Tuesday, March 10, 2015

The Slaughter Bombing

On the 70th anniversary of Tokyo’s fire-bombing we remember the 100,000 people in the single night of 10 March. Most of the victims were women, the elderly and children. A US survey later concluded that probably more people lost their lives during the raid by 300 bombers than at any single moment in history. Tonnes of incendiary bombs on the city's crowded wooden and paper neighbourhoods which started a fire storm that burned at over 1,000 degrees. Approximately 9,700 acres, or 15 square miles of the city was reduced to ashes.

The Tokyo bombing opened the curtain on an orgy of destruction in the final months of the Second World War that included dozens of similar raids on Japanese cities, and culminated in the atomic bombing of Hiroshima and Nagasaki in August. When the droning of bombers stopped on 15 August, almost 70 cities had been reduced to rubble and perhaps half a million people were dead. If the bombing of Dresden a month earlier than Tokyo had produced a ripple of public debate in Europe, “no discernible wave of revulsion took place in the US or Europe in the wake of the far greater destruction of Japanese cities”, wrote Mark Selden, a historian at Cornell University.

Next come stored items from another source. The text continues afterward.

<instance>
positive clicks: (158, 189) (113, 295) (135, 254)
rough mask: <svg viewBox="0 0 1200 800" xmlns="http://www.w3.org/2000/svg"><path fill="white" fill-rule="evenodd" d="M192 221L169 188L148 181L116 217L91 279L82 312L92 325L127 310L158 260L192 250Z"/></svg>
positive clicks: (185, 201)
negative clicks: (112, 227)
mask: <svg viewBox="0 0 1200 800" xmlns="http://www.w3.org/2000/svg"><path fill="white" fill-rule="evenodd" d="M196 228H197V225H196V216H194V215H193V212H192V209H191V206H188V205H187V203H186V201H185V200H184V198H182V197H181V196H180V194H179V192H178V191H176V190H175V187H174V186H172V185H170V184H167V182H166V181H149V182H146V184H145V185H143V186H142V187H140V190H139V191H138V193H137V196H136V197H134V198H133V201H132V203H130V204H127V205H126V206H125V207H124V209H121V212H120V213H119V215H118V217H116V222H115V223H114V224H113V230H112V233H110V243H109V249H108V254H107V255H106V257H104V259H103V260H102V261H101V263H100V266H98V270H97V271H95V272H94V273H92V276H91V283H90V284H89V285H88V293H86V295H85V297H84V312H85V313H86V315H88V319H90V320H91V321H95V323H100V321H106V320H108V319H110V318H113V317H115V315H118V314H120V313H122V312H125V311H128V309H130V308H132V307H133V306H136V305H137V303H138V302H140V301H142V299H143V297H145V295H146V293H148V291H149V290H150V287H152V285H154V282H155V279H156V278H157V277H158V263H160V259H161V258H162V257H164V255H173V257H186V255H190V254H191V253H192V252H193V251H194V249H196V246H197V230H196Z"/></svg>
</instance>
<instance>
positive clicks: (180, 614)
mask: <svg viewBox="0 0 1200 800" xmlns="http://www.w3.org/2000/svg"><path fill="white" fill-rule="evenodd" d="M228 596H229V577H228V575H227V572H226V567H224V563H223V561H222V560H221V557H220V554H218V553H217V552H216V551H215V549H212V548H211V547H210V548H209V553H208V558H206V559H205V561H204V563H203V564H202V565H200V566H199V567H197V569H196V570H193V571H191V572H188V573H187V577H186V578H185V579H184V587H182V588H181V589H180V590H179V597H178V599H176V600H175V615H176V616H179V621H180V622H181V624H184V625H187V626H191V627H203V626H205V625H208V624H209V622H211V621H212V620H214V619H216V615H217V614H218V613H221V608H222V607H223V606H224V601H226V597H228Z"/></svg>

A spokesman for the Fifth Air Force at the time categorized “the entire population of Japan as a proper military target.” Colonel Harry F. Cunningham explained the U.S. policy in no uncertain terms: “For us, THERE ARE NO CIVILIANS IN JAPAN.”

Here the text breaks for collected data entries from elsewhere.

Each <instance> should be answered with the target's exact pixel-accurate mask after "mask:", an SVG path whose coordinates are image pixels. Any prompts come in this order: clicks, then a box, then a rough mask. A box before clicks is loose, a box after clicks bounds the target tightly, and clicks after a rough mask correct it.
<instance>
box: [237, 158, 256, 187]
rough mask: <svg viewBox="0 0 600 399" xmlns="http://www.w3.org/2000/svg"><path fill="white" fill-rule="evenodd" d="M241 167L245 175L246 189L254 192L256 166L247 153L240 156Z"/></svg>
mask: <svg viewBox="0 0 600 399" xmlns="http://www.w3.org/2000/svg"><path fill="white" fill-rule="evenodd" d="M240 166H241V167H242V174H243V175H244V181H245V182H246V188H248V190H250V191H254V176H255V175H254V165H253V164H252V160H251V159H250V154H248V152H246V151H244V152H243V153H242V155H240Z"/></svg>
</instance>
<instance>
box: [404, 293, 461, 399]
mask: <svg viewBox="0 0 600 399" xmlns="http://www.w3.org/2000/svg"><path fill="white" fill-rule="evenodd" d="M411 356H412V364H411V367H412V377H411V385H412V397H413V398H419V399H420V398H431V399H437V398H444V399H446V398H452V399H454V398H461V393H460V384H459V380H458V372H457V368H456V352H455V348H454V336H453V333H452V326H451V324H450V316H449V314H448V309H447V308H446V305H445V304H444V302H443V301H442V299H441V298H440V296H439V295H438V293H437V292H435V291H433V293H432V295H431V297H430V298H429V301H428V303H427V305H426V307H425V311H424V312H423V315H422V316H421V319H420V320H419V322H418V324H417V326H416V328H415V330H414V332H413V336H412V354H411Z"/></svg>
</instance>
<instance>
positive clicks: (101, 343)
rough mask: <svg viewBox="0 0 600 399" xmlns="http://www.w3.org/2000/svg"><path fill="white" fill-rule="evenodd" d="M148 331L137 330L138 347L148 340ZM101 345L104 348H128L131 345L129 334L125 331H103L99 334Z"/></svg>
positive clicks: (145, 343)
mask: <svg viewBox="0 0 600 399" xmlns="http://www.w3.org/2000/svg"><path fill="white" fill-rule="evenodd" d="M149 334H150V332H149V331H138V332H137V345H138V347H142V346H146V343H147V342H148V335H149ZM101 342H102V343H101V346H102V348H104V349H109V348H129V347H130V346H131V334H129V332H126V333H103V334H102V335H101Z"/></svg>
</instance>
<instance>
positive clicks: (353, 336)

This was clearly a war crime that produced virtually no military benefit. When asked about his role in the 1945 Tokyo firebombing, General Curtis LeMay, head of the Twenty-first U.S. Bomber Command remarked: “I suppose if I had lost the war, I would have been tried as a war criminal. Fortunately, we were on the winning side.”

By any rational definition, these men are terrorists. This was pure revenge by the US and it did not hasten the end of the war. We may rightly condemn the burning of the Jordanian pilot by ISIS but we should not forget those tens upon tens of thousands of innocents burned alive in Tokyo.

Katsumoto Saotome, 82, a survivor of Great Tokyo Air Raids in 1945 fears Japan may be marching toward war again.

"I think we're turning backwards, down that road," said Saotome, citing Prime Minister Shinzo Abe's plans to change Japan's war-renouncing constitution, his more muscular security stance and a state secrets act passed last year.